History and Future of Peace Corps Programming in South Africa
Peace Corps/South Africa focuses on two main areas of vital need: education and NGO development. Within these areas, projects have evolved based on project assessments and the needs of the government, organizations, and communities with which we work. Currently, Volunteers are working in the Limpopo, Mpumalanga, North West, Northern Cape and Kwa Zulu Natal provinces.
Peace Corps/South Africa began implementing its school and community resource project in 1997. Volunteers work with district and circuit educational offices to instill a culture of learning, teaching, and service in schools and disadvantaged communities. To be most effective, this project operates in predominantly black, rural primary schools in villages and townships.
Each school resource Volunteer works with a cluster of three or four schools serving 40 to 50 teachers and administrators.
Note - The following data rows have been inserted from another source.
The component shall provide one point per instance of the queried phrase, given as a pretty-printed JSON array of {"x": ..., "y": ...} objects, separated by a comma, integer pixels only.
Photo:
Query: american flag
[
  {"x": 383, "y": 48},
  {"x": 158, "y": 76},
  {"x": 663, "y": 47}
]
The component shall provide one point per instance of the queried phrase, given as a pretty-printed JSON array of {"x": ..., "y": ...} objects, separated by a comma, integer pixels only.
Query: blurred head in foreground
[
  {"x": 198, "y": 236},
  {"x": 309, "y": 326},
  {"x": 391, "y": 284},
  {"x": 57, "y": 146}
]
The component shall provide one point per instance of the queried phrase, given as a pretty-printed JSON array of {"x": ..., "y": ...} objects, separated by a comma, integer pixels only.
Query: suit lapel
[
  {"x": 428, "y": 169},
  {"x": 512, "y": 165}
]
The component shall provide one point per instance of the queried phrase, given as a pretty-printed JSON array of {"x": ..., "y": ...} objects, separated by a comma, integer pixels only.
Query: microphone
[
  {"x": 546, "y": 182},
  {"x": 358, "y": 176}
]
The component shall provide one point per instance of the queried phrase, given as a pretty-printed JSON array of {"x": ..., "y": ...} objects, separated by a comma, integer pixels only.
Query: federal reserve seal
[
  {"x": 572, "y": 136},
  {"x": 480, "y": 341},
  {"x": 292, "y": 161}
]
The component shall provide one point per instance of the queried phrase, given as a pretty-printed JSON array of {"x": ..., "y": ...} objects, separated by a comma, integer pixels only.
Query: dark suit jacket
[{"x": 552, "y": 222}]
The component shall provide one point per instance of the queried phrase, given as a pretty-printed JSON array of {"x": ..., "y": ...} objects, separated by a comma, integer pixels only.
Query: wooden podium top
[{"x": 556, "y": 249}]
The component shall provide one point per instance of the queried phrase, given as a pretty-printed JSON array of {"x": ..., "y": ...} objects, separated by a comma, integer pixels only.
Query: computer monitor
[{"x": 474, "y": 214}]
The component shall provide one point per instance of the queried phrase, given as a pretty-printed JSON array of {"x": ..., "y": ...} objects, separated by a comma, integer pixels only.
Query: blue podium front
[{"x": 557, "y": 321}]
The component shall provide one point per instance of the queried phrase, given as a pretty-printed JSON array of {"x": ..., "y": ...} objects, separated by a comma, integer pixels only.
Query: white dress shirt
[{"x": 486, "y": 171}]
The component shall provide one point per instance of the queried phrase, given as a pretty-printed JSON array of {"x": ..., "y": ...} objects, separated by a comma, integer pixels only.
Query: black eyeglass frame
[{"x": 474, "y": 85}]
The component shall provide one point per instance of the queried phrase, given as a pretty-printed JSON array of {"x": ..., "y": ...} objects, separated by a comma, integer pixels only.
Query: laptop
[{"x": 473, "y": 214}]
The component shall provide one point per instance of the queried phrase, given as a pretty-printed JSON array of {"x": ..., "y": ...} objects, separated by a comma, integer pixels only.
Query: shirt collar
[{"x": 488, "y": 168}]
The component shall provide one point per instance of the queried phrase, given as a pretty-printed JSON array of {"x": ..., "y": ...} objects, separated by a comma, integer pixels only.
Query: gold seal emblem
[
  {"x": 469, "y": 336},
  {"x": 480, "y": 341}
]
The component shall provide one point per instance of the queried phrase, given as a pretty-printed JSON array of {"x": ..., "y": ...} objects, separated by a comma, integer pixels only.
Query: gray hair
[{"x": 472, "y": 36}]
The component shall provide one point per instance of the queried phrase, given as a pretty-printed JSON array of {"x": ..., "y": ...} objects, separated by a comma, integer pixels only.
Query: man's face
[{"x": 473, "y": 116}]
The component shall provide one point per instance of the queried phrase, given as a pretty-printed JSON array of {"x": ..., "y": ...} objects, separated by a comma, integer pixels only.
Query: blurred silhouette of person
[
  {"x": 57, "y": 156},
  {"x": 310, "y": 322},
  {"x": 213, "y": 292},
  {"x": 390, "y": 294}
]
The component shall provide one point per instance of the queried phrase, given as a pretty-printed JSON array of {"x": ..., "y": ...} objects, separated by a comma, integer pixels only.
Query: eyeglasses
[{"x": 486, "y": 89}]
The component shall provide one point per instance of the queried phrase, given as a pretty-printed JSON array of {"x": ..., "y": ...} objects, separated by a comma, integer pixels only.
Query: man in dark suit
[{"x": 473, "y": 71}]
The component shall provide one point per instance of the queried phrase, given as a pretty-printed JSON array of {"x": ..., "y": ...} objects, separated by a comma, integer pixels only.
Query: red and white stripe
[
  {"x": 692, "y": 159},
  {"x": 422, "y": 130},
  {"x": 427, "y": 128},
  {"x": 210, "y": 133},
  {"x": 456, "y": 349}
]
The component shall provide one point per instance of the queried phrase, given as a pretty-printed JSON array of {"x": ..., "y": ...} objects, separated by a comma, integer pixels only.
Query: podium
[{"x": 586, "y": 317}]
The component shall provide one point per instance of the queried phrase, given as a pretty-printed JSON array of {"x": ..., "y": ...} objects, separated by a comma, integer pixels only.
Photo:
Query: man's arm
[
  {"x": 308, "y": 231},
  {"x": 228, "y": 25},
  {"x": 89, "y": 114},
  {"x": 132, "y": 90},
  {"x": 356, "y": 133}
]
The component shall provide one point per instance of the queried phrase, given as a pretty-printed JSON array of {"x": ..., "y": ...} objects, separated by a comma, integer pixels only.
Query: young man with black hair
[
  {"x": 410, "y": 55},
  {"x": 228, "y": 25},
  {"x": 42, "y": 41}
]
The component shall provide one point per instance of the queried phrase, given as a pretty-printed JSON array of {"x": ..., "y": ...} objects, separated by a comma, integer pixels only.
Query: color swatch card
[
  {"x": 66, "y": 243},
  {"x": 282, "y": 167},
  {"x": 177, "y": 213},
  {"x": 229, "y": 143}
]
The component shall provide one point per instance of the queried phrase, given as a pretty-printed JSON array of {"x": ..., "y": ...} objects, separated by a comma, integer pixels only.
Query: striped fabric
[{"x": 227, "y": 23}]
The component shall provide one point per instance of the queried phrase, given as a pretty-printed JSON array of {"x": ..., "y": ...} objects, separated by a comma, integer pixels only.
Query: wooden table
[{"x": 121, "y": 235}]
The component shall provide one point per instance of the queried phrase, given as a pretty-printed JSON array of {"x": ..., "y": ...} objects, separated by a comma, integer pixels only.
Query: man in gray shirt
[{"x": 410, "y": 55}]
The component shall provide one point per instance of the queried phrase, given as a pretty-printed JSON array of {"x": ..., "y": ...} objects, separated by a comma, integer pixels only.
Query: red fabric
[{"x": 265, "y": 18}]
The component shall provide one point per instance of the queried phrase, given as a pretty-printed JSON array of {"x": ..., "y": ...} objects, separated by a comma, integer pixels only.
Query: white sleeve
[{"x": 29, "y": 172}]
Volunteers are placed at the primary school level, where they facilitate the understanding and skills of teachers involved in the continued rollout of the new national outcomes-based curriculum, aid school management teams in building capacities related to effective administration, and seek to creatively involve parents and community members in a mutually reinforcing relationship with schools. In addition, school resource Volunteers are involved in activities to help their communities, such as environmental projects, HIV/AIDS education, computer training, income-generating projects, and youth development.
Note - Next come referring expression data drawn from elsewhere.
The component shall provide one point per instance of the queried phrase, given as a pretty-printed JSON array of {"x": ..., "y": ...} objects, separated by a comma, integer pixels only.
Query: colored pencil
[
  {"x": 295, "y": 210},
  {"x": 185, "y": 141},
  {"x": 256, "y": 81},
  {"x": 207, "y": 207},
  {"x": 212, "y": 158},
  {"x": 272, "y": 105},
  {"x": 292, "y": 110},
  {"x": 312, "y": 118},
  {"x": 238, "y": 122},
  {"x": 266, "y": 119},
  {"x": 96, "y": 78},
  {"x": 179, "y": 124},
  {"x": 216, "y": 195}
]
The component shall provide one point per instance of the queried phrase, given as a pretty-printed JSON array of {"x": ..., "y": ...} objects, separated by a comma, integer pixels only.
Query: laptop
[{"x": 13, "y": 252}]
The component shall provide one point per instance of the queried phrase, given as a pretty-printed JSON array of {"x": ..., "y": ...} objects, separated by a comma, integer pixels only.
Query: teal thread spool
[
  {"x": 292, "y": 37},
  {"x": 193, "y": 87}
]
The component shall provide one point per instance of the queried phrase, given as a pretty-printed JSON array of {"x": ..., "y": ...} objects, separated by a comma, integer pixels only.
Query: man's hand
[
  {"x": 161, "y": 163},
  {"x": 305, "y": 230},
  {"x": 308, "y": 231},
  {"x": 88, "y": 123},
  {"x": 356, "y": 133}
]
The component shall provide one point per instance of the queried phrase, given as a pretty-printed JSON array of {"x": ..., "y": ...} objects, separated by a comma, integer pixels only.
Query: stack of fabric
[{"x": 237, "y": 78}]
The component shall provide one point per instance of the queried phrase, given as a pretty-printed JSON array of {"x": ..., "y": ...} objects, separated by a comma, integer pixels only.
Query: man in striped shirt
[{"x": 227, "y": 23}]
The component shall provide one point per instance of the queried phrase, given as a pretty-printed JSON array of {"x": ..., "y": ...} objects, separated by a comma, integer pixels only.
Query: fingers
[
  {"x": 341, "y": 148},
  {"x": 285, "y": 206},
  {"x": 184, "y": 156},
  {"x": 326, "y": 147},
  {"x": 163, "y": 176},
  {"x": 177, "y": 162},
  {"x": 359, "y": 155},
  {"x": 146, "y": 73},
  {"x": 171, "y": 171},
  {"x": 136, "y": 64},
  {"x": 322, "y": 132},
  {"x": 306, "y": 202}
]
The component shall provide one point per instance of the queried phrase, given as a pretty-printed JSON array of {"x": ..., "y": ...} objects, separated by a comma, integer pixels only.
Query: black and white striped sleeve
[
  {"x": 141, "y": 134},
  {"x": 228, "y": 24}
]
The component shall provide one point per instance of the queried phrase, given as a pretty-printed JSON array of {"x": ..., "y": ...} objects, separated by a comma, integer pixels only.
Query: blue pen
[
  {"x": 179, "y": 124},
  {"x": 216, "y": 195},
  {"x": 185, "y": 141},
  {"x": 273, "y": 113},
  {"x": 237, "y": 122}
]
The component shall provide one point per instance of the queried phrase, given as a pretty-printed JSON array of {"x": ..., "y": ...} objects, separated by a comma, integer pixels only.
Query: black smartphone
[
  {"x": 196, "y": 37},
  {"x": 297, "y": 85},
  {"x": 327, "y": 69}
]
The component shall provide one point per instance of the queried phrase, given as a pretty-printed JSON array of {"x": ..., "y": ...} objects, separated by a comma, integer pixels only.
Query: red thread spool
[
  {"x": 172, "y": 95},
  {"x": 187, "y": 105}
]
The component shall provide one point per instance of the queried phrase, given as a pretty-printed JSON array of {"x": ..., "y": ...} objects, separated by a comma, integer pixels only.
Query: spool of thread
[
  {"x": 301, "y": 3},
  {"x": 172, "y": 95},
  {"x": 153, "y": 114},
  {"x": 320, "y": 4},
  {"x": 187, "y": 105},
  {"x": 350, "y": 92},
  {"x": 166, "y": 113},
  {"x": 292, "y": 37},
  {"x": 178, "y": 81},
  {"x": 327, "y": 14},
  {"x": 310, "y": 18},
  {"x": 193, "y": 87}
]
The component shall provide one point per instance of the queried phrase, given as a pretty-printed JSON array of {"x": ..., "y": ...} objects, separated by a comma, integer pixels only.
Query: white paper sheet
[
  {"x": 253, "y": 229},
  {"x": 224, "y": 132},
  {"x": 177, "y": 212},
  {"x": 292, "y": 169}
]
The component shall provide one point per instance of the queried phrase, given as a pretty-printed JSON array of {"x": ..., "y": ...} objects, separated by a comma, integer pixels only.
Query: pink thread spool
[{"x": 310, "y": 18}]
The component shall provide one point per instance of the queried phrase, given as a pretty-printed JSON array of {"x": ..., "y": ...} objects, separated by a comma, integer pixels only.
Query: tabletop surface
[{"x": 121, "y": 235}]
The NGO capacity-building project began in 2001 in response to the growing challenges that HIV/AIDS poses for the South African government and civil society. This project offers a unique opportunity to play a significant role in the development of peri-urban South Africa, putting Volunteers at the forefront of the country’s response to the epidemic. Volunteers are placed with NGOs in all four provinces to provide HIV/AIDS services at the grassroots level.
The goal is to help these organizations become more effective and sustainable while increasing the provision of HIV/AIDS services to communities in need. Volunteers provide advice to NGOs on how to improve the quality and effectiveness of their programs and services, mentor NGO staff, and introduce or strengthen creative approaches to resource identification and mobilization.